Le dije que me parecía muy bien y esperé a que se pusiera la chaqueta. Nos dirigimos en silencio a lo más alto del edificio.
En el comedor y sala de reunión de ejecutivos, Ajax compensaba la frialdad desnuda del vestíbulo de entrada. Cortinas de brocado enmarcaban visillos de gasa en las ventanas. Las paredes estaban cubiertas de madera oscura, quizá caoba, y la luz tamizada iluminaba piezas de pintura y escultura moderna estratégicamente colocadas.
Ferrant tenía su propia mesa junto a una ventana, con mucho espacio entre él y cualquier vecino indiscreto. Tan pronto como nos sentamos, un camarero uniformado de negro surgió del fondo para colocarnos las cartas delante y preguntarnos lo que queríamos beber. El scotch de la noche anterior se añadía a la incomodidad de la entrevista con Mallory. Pedí zumo de naranja. Hojeé indiferente la carta. Cuando el camarero volvió con las bebidas, me di cuenta de que no tenía nada de apetito.
– Para mí nada.
Ferrant miró el reloj y dijo en tono de disculpa que tenía muy poco tiempo y que iba a tener que comer.
Una vez que el camarero se marchó, yo dije bruscamente:
– Me he pasado la mañana con la policía. Piensan que Agnes esperaba a alguien la noche pasada. Tú dijiste lo mismo. ¿Te dijo algo; cualquier cosa que permitiese identificar a la persona a la que estaba esperando?
– Barrett me mandó nombres de agentes de aquí, de Chicago, que han estado comprando y vendiendo con Ajax. La lista me llegó en el correo del lunes, vi a Agnes a la hora de la comida del martes y se la di entonces, junto con la lista de aquellos a cuyo nombre están las acciones. Dijo que conocía a un socio de una de las empresas bastante bien y que le llamaría. Pero no me dijo quién era.
– ¿Te quedaste con una copia de la lista?
Negó con la cabeza.
– Me he dado veinte veces de bofetadas por eso, pero no. Es que no tengo la costumbre americana de fotocopiarlo todo. Siempre pensé que era una estupidez, que generaba un montón de papeles inútiles.
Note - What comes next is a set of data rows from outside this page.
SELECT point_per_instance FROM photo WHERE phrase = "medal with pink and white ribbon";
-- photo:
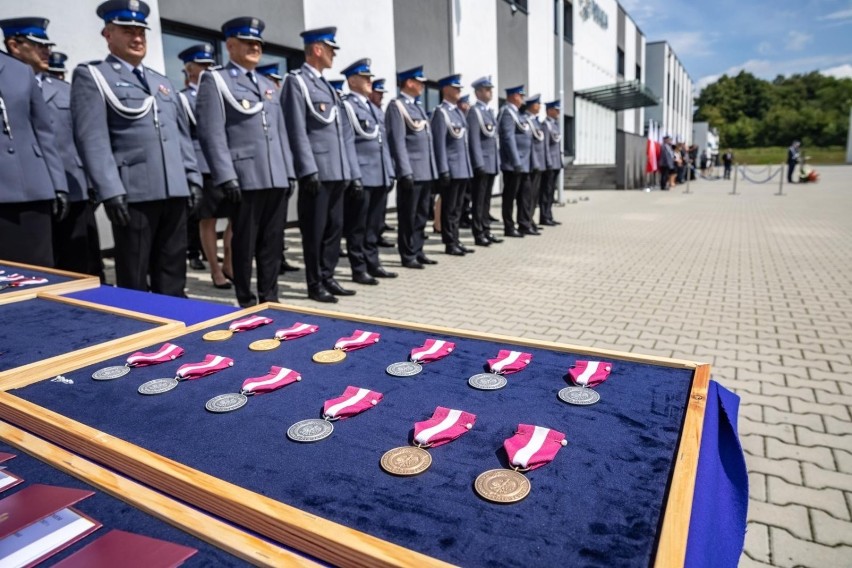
(506, 363)
(432, 350)
(295, 331)
(238, 326)
(530, 448)
(358, 340)
(352, 402)
(168, 352)
(445, 426)
(189, 372)
(587, 374)
(276, 378)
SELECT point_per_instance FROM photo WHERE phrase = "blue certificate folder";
(599, 503)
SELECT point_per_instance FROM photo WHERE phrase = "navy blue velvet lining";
(598, 503)
(37, 329)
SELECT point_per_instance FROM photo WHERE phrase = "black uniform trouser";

Ahora he cambiado de opinión. Puedo conseguir que Barrett me mande otra copia, pero no la tendré hoy.
Tamborileé con los dedos en la mesa. Era inútil irritarse por eso.
– Puede que su secretaria pueda encontrármela… Cuando habló ayer contigo, ¿mencionó para algo mi nombre?
Lo negó.
– ¿Tendría que haberlo hecho?
– Mis iniciales estaban en su agenda. Para Agnes, eso significa -significaba- que tenía que recordárselo a sí misma. No solía escribir sus citas; se lo dejaba a su secretaria. Así que mis iniciales significaban que quería hablar conmigo.
Estaba demasiado rabiosa con Mallory como para haberle explicado eso, así como para hablarle de Ferrant y Ajax.
– La policía me vino con una historia extraterrestre acerca de que Agnes y yo éramos amantes y que yo la maté por venganza o despecho, o algo así. No me sentí muy confiada. Pero no puedo dejar de preguntarme… ¿Viste la historia en el Journal de esta mañana?
Asintió.
– Bien, aquí puedes tener la posibilidad de una adquisición encubierta. Ninguno de los principales compradores, si es que hay alguno, han salido a la luz. Agnes empieza a curiosear. Quiere hablar conmigo, pero antes de que pueda hacerlo, acaba muerta.